23.02.2019

China: »Seemonster« löst bei der Bevölkerung Panik aus

Die mehrfachen Sichtungen eines monstermäßig aussehenden Fisches, der in einem chinesischen See gelauert haben soll, haben unter der Bevölkerung für Panik gesorgt. Die Behörden sahen sich sogar gezwungen, wegen dieser Kreatur Warnschilder aufzustellen, damit die Menschen dort nicht ins Wasser gehen oder schwimmen.

 

Laut Guangzhou Daily ereignete sich der Vorfall Anfang dieses Monats, als in der chinesischen Metropole Guangzhou ein Arbeiter im Baiyun Lake Park beobachtete, wie eine seltsame Kreatur aus dem Wasser auftauchte. Der Zeugen beschrieb es als zwei Meter lang, mit einem Rücken wie ein Schildkrötenpanzer aber den Kopf einer Schlange.

 

 

Die Beobachtung des Parkmitarbeiters gesellte sich einer ganzen Reihe von Meldungen anderer Personen an, die ebenfalls ein rätselhaftes »Seemonster« im See gesichtet haben wollen.

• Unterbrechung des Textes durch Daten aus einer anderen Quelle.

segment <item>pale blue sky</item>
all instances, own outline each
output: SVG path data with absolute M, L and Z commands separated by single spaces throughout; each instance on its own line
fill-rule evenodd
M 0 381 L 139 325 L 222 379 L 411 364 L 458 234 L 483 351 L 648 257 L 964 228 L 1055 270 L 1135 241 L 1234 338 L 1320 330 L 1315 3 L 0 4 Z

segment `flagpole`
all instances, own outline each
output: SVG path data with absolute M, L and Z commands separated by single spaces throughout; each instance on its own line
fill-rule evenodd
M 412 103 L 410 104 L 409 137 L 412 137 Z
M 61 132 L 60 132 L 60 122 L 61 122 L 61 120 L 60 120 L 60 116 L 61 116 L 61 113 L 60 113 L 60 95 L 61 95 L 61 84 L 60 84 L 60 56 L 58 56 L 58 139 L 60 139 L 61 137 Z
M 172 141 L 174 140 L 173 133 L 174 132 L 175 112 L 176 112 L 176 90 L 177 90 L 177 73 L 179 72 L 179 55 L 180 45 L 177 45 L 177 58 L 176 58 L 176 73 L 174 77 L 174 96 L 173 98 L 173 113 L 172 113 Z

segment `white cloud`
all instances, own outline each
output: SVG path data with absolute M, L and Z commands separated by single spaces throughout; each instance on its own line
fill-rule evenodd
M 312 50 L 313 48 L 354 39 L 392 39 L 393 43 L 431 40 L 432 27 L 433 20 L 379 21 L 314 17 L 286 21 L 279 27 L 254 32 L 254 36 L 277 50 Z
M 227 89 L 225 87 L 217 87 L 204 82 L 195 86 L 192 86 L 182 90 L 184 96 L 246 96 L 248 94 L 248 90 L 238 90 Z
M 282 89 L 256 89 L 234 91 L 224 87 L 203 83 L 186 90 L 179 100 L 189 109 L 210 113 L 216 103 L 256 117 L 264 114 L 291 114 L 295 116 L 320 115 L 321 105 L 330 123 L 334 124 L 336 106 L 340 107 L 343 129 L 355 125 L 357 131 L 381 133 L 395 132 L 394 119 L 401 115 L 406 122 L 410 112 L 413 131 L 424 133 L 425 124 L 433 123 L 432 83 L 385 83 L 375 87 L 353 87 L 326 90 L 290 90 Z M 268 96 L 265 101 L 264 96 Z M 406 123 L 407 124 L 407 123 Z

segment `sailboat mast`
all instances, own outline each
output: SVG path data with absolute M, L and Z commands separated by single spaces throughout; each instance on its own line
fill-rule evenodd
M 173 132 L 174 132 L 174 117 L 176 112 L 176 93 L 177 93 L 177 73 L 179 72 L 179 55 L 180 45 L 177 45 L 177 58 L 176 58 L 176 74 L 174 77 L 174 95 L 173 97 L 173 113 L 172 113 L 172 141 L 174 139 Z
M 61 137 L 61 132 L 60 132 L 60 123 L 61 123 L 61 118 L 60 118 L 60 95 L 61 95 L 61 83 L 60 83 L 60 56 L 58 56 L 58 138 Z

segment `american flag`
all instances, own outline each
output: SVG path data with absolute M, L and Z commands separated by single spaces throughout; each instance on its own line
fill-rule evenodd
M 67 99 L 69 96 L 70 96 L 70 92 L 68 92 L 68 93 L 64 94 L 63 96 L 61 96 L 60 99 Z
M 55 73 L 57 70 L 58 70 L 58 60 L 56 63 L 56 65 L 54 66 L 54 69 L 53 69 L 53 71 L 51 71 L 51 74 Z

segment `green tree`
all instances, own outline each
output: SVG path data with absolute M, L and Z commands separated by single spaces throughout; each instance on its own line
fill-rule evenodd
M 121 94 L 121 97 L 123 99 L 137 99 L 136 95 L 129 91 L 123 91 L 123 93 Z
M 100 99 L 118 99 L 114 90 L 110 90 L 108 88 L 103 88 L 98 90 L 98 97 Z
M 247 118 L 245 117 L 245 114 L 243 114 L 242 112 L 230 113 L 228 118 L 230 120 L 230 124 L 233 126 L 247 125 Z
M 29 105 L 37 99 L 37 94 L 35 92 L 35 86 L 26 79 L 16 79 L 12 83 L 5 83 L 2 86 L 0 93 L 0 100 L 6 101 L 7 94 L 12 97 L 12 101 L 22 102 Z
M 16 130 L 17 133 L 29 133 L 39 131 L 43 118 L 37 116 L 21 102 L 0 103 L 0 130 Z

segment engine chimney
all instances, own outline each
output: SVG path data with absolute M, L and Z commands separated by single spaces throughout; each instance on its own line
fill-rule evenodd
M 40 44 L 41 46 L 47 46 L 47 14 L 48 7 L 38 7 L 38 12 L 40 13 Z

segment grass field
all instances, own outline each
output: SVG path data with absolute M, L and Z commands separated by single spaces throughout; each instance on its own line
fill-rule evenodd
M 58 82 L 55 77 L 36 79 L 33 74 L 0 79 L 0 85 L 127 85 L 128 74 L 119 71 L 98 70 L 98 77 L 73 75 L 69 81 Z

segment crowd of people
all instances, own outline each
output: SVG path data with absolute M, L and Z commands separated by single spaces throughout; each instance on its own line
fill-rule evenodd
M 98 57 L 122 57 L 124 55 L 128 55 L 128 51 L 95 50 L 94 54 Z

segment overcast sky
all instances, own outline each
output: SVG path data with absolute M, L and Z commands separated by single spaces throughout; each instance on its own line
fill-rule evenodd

In diesem Fall konnte der Angestellte jedoch die Kreatur fotografieren und somit die Gerüchte bestätigen, dass sich dort tatsächlich eine Art »Monster« im See niedergelassen hatte. Als Reaktion darauf stellte die Parkbehörde umgehend Schilder um den See herum auf, die die Besucher aufforderten, nicht ins Wasser zu gehen.

 

Wie man sich vorstellen kann, griffen die Medien in der Region die Geschichte schnell auf und verpassten ihr einen etwas schlagzeilenträchtigere Rahmen, indem sie die Kreatur als »wild« und ein »Killer« bezeichneten. Glücklicherweise endete das ganze Spektakel am Montag, als Wildschutzbeamte nicht nur eines, sondern sogar zwei dieser »Monster« im See fangen konnten. Sie konnten die Tiere auch schnell identifizieren, es handelte sich um Alligatorhechte (Atractosteus spatula), die zwar in der Tat sehr gefährlich und eigenartig aussehen, jedoch eigentlich völlig harmlos sind. Somit waren der ganze Aufwand sowie die Panik völlig unbegründet, denn der Fisch ist nicht dafür bekannt, Menschen anzugreifen.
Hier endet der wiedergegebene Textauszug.